Incorrect selection of fuse values in the Controller 7000 platform allows an attacker to bypass some protection mechanisms to enable local debug.
This issue affects: Gallagher Controller 7000 9.00 prior to vCR9.00.231204b (distributed in 9.00.1507 (MR1)), 8.90 prior to vCR8.90.231204a (distributed in 8.90.1620 (MR2)), 8.80 prior to vCR8.80.231204a (distributed in 8.80.1369 (MR3)), 8.70 prior to vCR8.70.231204a (distributed in 8.70.2375 (MR5)).
The logic level used to set a system to a secure state relies on a fuse being unblown. An attacker can set the system to an insecure state merely by blowing the fuse.

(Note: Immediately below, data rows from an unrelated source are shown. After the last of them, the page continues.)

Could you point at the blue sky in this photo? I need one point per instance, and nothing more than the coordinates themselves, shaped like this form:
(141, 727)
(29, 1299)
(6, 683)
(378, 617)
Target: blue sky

| Name | Vendor | Start Version | End Version |
|---|---|---|---|
| Controller_7000_firmware | Gallagher | 8.70 (including) | 8.70.231204a (excluding) |
| Controller_7000_firmware | Gallagher | 8.80 (including) | 8.80.231204a (excluding) |
| Controller_7000_firmware | Gallagher | 8.90 (including) | 8.90.231204a (excluding) |
| Controller_7000_firmware | Gallagher | 9.00 (including) | 9.00.231204b (excluding) |
Fuses are often used to store secret data, including security configuration data. When not blown, a fuse is considered to store a logic 0, and, when blown, it indicates a logic 1. Fuses are generally considered to be one-directional, i.e., once blown to logic 1, it cannot be reset to logic 0. However, if the logic used to determine system-security state (by leveraging the values sensed from the fuses) uses negative logic, an attacker might blow the fuse and drive the system to an insecure state.